Critical Accounting Policies

     There are several accounting policies that we believe are significant to the presentation of our consolidated financial statements. The most significant accounting policies include those related to inventory and revenue recognition.

     Inventory. We value our inventory that consists primarily of finished components of our lead product, the AastromReplicell™ Cell Production System, at the lower of cost (specific identification using first in, first out) or market. Furthermore, we regularly review inventory quantities on hand and record a provision to write down obsolete and excess inventory to its estimated net realizable value. Based on the aging of inventory at each period end, we utilize a systematic approach to determine our reserve for obsolete and excess inventory. Under this systematic approach, inventory that is less than twelve months old, based on the receipt date, will be carried at full value. Inventory quantities in excess of twelve months old are reserved over a six-month period, until the items are either sold or fully reserved. We feel this approach is appropriate given our limited product sales history and the risk associated with our ability to recover the inventory as we are still in the process of establishing our product market. Future technological changes, new product development and actual sales results could result in additional obsolete and excess inventory on hand. This could have a significant impact on the value of our inventory and our reported operating results.

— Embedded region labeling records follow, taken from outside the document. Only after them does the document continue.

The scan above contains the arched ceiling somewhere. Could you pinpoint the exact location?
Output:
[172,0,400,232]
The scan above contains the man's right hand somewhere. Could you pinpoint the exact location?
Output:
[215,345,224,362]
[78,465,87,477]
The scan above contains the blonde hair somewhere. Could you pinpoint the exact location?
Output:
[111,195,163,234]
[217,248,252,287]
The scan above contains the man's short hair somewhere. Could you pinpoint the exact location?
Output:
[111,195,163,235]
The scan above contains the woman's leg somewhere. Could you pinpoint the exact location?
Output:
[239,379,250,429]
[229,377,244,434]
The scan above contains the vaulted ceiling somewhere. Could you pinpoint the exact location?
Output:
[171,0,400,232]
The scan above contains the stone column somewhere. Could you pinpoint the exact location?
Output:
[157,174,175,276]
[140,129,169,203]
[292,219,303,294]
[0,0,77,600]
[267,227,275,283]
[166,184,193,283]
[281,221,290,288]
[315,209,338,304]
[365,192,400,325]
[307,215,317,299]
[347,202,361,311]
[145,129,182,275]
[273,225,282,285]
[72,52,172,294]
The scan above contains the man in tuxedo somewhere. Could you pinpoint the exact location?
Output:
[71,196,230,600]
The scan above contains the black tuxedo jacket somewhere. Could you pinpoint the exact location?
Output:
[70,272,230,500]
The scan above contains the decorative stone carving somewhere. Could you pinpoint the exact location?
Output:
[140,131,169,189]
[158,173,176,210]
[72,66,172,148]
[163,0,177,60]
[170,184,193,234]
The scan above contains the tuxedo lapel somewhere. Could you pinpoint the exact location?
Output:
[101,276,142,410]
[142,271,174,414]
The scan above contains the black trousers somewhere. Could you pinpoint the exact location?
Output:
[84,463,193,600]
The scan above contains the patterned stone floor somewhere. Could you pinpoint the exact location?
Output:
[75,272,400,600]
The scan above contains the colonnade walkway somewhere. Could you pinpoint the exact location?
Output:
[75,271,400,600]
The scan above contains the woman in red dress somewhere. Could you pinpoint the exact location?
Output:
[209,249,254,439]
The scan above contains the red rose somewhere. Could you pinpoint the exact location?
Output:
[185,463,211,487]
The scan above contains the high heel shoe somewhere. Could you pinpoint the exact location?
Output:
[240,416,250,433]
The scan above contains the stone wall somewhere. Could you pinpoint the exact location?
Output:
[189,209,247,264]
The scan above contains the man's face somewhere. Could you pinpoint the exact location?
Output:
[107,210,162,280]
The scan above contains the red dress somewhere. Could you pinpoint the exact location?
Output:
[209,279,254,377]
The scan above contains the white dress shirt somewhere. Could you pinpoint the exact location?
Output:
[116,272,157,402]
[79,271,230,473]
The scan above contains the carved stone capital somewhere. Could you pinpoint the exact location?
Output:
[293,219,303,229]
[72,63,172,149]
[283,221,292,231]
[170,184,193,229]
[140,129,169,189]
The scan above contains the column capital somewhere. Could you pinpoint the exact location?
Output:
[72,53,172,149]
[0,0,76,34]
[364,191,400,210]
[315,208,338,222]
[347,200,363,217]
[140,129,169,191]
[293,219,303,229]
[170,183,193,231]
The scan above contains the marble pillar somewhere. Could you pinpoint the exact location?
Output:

     Revenue recognition. We generate revenue from grants and research agreements, collaborative agreements and product sales. Revenue from grants and research agreements is recognized on a cost reimbursement basis consistent with the performance requirements of the related agreements. Revenue from collaborative agreements is recognized when the scientific or clinical results stipulated in the agreement have been met and there are no other ongoing obligations on our part. Revenue from product sales is recognized when title to the product transfers and there are no remaining obligations that will affect the customer’s final acceptance of the sale, generally after installation and training. If there are remaining obligations, including training or installation, revenue is recognized upon completion of these obligations. Revenue from licensing fees under licensing agreements is recognized as revenue when there are no future performance obligations remaining with respect to such fees. Payments received before all obligations are fulfilled are classified as deferred revenue.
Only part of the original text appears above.